PARIS focuses on the use of atmospheric observations of CH4 isotopic composition (δ13C and δD) and C2H6 – CH4 ratios (C2H6 is co-emitted from fossil sources) to derive sector-specific flux estimates. Measurements of the isotopic composition of CH4 have the potential to improve our understanding of CH4 emissions because different sources emit CH4 with source-specific stable isotope ratios. We aim to expand isotope monitoring capabilities across our focus countries. We will deploy two mobile instruments on a campaign basis to five new locations for 6–12 months to determine the optimal locations for long-term monitoring. In PARIS, we will begin a CH4 inverse modelling study by inferring total CH4 emissions for the whole of Europe using data from ICOS and national networks. We will then include isotope and ethane data in the inversion schemes to determine sector-level emissions for a subset of European countries. Sector-level and national total CH4 emission estimates will be compared to National Inventory Reports and incorporated into the WP2 inventory engagement process.

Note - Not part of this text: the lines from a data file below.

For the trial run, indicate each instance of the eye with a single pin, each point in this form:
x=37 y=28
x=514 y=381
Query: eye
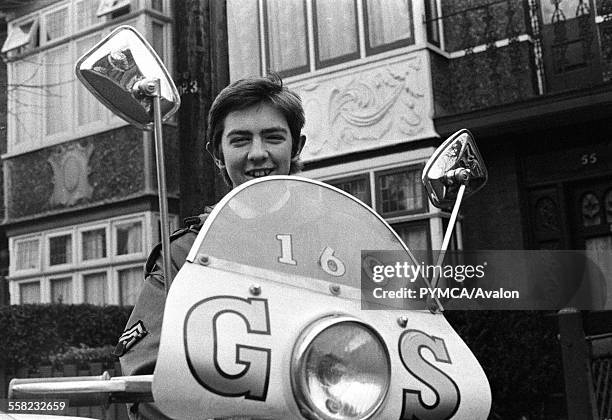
x=275 y=138
x=239 y=141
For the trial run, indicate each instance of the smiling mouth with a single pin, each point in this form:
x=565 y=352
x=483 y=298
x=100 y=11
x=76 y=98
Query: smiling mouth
x=258 y=173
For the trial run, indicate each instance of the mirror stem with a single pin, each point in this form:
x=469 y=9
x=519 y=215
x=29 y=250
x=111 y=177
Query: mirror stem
x=448 y=234
x=161 y=185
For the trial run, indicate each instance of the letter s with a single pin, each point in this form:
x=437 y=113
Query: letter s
x=446 y=391
x=201 y=336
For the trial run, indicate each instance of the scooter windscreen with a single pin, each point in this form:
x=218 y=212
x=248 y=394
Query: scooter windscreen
x=266 y=319
x=296 y=226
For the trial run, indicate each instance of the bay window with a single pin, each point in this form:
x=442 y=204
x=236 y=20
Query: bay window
x=48 y=104
x=99 y=263
x=302 y=36
x=29 y=292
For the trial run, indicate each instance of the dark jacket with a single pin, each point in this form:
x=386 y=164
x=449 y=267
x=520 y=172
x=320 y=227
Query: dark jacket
x=139 y=344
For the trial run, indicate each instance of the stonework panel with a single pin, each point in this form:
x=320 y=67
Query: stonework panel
x=368 y=107
x=101 y=168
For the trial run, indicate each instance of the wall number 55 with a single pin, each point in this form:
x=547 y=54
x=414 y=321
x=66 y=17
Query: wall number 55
x=588 y=158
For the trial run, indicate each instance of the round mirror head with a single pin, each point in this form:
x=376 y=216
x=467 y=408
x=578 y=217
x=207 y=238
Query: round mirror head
x=111 y=69
x=458 y=152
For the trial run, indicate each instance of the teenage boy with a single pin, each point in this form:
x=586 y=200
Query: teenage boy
x=254 y=130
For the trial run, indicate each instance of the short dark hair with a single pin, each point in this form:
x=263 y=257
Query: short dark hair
x=248 y=92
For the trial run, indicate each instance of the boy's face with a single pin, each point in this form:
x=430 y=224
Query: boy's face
x=256 y=142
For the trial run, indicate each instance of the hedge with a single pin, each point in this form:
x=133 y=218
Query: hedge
x=32 y=333
x=518 y=351
x=520 y=355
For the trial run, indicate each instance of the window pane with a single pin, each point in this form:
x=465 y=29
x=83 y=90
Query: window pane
x=415 y=236
x=94 y=244
x=286 y=26
x=389 y=21
x=130 y=282
x=61 y=290
x=336 y=28
x=29 y=292
x=158 y=39
x=357 y=187
x=95 y=288
x=400 y=192
x=89 y=108
x=157 y=5
x=25 y=95
x=60 y=250
x=433 y=30
x=129 y=238
x=56 y=24
x=27 y=254
x=86 y=14
x=58 y=87
x=20 y=35
x=243 y=38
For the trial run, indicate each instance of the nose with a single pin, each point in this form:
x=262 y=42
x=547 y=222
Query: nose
x=258 y=150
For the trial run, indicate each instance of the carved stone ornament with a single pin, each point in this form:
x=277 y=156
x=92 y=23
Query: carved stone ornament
x=366 y=108
x=70 y=165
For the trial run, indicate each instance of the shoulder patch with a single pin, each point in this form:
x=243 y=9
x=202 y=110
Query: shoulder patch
x=130 y=336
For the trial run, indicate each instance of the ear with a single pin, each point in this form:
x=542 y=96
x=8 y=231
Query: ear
x=299 y=146
x=211 y=151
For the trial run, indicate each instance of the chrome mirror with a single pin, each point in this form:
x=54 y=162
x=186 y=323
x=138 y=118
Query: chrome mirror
x=455 y=163
x=121 y=70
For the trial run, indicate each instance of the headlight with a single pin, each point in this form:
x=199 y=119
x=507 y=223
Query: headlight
x=340 y=370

Optimal measurement sites for new observations – Observation Simulation System Experiment (OSSE) will be conducted by modelling methane and the isotopic ratios to determine the most useful sites for high frequency methane isotope monitoring campaigns in Europe.
New methane isotope measurements – High-frequency measurements of δ13C-CH4 and δD-CH4 will be established at SOAR (UK) or Lutjewad (Netherlands), Heathfield (UK) and Zürich (Switzerland). Campaigns of 6-12 month duration using a mobile platform making high frequency, high precision isotope observations will be conducted at five additional sites between 2022 and 2024.
Source signatures characterisation around sites – Mobile surveys will be conducted in the vicinity of new measurement sites to characterise isotope source signatures.
Total methane emissions estimation – Total CH4 emissions estimates will be derived for Europe using various inverse modelling frameworks.
Sector-level methane emissions – The new CH4 δ13C and δD data from the task “New methane isotope measurements” and C2H6 measurements from AGAGE and ACTRIS will be integrated into inverse modelling systems used in the task “Total methane emissions estimation” to estimate methane emissions from the major source categories for the focus countries where enhanced observations will be available.
Comparison of top-down with UNFCCC reports – Top-down and reported CH4 emissions will be compiled for countries constrained by the observational network. In focus countries, estimates at sector-level will be compared annually in an Annex to the National Inventory Report. Discrepancies will be discussed considering best available error estimates for both bottom-up and top-down approaches.